I never done this before, but I was planning on using a 12-channel amplifier (Niles has a 60W/channel for about $2200) with volume control in each room ($60 per). But I am not sure how the speaker selector works. If you have the amplified signal split 6 ways, do you need a 300 watt/channel amp to drive all 6 speaker to 50 watts?
What are the pro's and con's of each approach?
Niles also a cheaper 12-channel amp ($1300) that drives 30 watts per channel or bridgeable to 80 watts per channel. This approach seems easier since there is no impedance matching considerations which I am also a bit fuzzy on.
[This message has been edited by Jonmx (edited 06-11-2001).]
A nice multi-channel amp to handle the impedance is all that is needed. Just check the specs to be sure. Are you going to have the rooms play in Mono or stereo? I am assuming mono. Are there volume controls in each room? There are some nice multichannel amps with inputs that Buss together from Elan (Z660 is a six ch) and Speakercraft (BB835 is a eight channel) ,as well as many others.
I just incorporated a Sonance 1250 (12 channel-50 watts each) amp into my audio distribution system. Anyone looking at that power level in a 12 channel system should really check this out, especially if your interests and applications grow. This thing can brdige as many channels, essentially as you want, output mono or stereo and mix an auxiliary line level input (paging with audio selected source on) on each channels' output individually. It also has individual volume controls, power trigger controls and auto-on control.
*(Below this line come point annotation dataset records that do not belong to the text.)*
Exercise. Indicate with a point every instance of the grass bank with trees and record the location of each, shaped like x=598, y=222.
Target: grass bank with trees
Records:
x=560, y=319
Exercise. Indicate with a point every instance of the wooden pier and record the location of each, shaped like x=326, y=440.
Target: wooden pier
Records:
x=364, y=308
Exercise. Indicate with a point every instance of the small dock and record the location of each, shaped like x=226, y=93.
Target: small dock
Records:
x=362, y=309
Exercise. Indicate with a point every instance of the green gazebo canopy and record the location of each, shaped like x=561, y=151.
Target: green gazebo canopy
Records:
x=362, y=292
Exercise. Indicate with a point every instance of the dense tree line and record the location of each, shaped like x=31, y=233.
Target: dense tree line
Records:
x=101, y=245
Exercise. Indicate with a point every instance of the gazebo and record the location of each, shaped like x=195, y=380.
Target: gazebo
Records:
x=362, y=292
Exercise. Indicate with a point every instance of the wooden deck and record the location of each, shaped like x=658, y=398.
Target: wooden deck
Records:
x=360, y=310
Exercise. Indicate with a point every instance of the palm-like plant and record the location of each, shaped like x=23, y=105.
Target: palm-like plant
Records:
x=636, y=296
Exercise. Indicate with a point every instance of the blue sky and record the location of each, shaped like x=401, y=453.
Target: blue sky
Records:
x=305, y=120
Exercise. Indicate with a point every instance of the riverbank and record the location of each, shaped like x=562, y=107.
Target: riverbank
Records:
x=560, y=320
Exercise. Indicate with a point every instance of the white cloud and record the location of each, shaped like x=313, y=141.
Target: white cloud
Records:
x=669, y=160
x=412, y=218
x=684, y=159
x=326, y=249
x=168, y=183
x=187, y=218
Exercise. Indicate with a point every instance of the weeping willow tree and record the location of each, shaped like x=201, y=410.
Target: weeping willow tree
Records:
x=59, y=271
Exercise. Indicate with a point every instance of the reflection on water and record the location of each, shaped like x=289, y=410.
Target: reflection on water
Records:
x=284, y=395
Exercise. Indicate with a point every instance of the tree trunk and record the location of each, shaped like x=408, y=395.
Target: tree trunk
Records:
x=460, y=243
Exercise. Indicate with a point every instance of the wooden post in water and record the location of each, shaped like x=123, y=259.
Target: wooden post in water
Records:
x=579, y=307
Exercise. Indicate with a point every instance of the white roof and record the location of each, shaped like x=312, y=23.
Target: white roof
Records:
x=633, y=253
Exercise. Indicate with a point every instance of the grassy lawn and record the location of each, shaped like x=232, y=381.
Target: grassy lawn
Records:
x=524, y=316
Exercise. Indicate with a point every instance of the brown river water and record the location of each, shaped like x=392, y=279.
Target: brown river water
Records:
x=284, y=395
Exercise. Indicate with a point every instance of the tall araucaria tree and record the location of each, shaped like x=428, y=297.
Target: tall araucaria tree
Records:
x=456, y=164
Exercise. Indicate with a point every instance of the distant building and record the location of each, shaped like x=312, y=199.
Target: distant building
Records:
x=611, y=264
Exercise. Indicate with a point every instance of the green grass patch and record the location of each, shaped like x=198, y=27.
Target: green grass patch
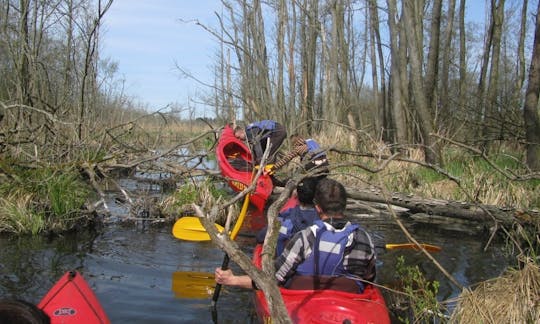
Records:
x=37, y=200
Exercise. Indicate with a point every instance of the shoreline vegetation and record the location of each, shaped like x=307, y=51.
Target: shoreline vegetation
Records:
x=446, y=110
x=45, y=197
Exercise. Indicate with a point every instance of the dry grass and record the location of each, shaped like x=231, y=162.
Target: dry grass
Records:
x=511, y=298
x=477, y=180
x=16, y=215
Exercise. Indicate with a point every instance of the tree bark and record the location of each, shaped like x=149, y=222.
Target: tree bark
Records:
x=423, y=112
x=485, y=214
x=530, y=110
x=396, y=83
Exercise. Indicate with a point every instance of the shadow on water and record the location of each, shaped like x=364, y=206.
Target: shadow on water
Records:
x=130, y=267
x=131, y=270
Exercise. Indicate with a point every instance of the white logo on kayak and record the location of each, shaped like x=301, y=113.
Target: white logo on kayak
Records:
x=64, y=311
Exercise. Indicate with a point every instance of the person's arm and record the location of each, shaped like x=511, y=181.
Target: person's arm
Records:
x=363, y=262
x=227, y=278
x=292, y=256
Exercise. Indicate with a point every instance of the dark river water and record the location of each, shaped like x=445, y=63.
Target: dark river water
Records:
x=130, y=267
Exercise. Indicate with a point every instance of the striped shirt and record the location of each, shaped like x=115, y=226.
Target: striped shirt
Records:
x=359, y=258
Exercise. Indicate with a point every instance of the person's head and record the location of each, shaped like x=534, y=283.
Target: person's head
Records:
x=305, y=191
x=22, y=312
x=330, y=197
x=240, y=133
x=296, y=140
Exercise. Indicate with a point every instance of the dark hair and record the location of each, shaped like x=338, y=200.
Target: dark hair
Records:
x=306, y=190
x=21, y=312
x=331, y=196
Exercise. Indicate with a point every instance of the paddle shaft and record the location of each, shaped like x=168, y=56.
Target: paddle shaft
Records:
x=217, y=290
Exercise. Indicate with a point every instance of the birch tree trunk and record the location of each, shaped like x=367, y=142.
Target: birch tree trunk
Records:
x=424, y=116
x=309, y=30
x=396, y=83
x=530, y=110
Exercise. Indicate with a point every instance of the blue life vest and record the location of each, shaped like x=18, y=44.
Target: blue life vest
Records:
x=293, y=220
x=328, y=252
x=314, y=150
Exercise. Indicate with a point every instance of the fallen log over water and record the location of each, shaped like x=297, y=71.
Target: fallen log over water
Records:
x=432, y=210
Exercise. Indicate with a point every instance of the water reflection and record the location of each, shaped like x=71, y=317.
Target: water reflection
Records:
x=131, y=270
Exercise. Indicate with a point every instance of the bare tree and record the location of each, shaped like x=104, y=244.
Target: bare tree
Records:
x=530, y=110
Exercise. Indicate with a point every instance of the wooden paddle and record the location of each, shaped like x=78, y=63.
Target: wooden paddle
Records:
x=198, y=285
x=428, y=247
x=190, y=228
x=234, y=233
x=201, y=284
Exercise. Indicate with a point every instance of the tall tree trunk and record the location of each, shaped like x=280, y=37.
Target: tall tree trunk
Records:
x=310, y=33
x=424, y=116
x=481, y=95
x=531, y=113
x=520, y=73
x=291, y=32
x=432, y=69
x=383, y=118
x=462, y=57
x=445, y=69
x=493, y=112
x=280, y=39
x=397, y=100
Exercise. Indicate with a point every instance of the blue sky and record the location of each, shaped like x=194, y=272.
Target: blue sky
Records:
x=149, y=38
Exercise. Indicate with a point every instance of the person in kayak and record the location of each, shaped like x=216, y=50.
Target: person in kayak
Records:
x=331, y=249
x=296, y=218
x=257, y=134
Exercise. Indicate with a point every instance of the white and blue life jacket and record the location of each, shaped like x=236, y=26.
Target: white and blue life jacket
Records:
x=328, y=252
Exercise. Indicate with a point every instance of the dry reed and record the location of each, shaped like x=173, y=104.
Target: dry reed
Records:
x=511, y=298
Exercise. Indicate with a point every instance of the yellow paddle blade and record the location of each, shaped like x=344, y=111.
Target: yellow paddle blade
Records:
x=189, y=228
x=428, y=247
x=197, y=285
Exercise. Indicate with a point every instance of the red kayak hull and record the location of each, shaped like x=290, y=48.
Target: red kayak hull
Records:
x=229, y=147
x=326, y=306
x=72, y=301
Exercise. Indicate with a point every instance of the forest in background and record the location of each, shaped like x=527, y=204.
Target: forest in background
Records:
x=382, y=84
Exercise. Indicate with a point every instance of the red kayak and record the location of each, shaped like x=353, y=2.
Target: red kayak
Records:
x=72, y=301
x=235, y=163
x=326, y=306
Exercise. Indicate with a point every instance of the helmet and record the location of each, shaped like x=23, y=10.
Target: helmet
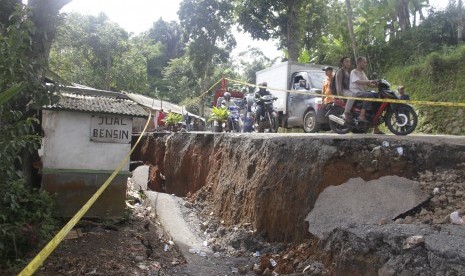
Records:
x=384, y=84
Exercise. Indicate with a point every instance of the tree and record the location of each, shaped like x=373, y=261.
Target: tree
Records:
x=168, y=38
x=96, y=52
x=26, y=214
x=351, y=28
x=170, y=35
x=207, y=25
x=459, y=22
x=294, y=23
x=251, y=61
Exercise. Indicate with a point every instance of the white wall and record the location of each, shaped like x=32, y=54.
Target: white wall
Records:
x=67, y=144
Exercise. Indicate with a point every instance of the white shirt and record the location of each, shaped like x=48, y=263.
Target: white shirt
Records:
x=356, y=75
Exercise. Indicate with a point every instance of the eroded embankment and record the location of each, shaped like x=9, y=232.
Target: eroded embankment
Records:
x=273, y=181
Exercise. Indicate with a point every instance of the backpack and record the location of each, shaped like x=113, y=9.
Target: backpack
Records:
x=332, y=85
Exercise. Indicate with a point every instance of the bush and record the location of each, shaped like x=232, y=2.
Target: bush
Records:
x=25, y=213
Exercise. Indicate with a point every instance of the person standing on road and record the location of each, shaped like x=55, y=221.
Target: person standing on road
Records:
x=402, y=95
x=161, y=119
x=227, y=102
x=358, y=84
x=260, y=111
x=327, y=85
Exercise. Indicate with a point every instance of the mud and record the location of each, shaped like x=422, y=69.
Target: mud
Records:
x=272, y=182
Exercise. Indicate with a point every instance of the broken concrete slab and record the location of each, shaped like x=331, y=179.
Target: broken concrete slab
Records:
x=169, y=213
x=140, y=177
x=361, y=202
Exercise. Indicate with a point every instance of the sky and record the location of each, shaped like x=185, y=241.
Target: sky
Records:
x=137, y=16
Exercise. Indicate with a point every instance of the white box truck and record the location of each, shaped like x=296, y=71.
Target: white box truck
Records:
x=297, y=108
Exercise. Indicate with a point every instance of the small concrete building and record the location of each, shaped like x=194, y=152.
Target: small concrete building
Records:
x=87, y=133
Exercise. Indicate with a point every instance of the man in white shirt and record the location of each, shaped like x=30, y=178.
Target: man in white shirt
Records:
x=358, y=84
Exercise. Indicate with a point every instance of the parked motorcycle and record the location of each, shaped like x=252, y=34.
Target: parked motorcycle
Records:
x=400, y=119
x=270, y=121
x=247, y=121
x=234, y=120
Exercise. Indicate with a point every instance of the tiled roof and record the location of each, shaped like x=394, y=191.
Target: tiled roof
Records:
x=155, y=104
x=98, y=104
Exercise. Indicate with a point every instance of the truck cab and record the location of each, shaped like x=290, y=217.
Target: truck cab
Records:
x=297, y=107
x=304, y=108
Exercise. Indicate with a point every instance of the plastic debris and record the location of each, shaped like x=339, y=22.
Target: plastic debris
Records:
x=413, y=241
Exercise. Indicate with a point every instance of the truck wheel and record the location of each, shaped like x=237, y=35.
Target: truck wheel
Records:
x=339, y=129
x=310, y=123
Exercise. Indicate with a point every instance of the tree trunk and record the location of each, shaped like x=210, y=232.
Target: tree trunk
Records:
x=291, y=29
x=351, y=28
x=45, y=18
x=459, y=22
x=403, y=14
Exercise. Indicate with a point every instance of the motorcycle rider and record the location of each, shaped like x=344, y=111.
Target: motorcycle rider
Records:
x=260, y=111
x=227, y=102
x=358, y=83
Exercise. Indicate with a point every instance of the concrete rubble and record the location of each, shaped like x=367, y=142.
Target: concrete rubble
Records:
x=252, y=199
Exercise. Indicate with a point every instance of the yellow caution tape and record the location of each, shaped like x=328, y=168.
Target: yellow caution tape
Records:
x=428, y=103
x=48, y=249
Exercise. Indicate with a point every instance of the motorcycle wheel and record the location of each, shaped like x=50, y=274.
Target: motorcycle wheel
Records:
x=274, y=123
x=310, y=123
x=339, y=129
x=402, y=120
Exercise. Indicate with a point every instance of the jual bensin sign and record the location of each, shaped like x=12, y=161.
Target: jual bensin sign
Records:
x=111, y=129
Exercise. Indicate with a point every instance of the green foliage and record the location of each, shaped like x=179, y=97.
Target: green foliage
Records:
x=25, y=214
x=438, y=77
x=219, y=114
x=207, y=25
x=93, y=51
x=296, y=24
x=173, y=119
The flexibility is really neat. One could take 10 of the channels, for example setup for 100watts per channel for theater output and use 2 channels for a second room's output.
This thing does want its own 15amp circuit and is rack mountable, while providing great ballast at 55 lbs..
I was thinking of doing something quite similar to this in my new house. It is quite small so I was not going to get too complex. Would it be feasable to run a house off 4 different circuits (where several speakers were wired in parallel per channel) so that I could have, for example, 4 outdoor speakers off one output, plus 2 x 4 for general indoors and one set for the home theatre itself? I am assuming all I require is enough output power from the amp..
You need to calculate the total impedance of the circuit you wish to connect to the amp. Keep in mind , the bridged output impedance the amp can handle is far less than per channel. 1/sp1(imp)+1/sp2+1/sp3....=1/spTOTAL for the parllel load. Make sure you read the fine print in the owners manual or info from the WEB.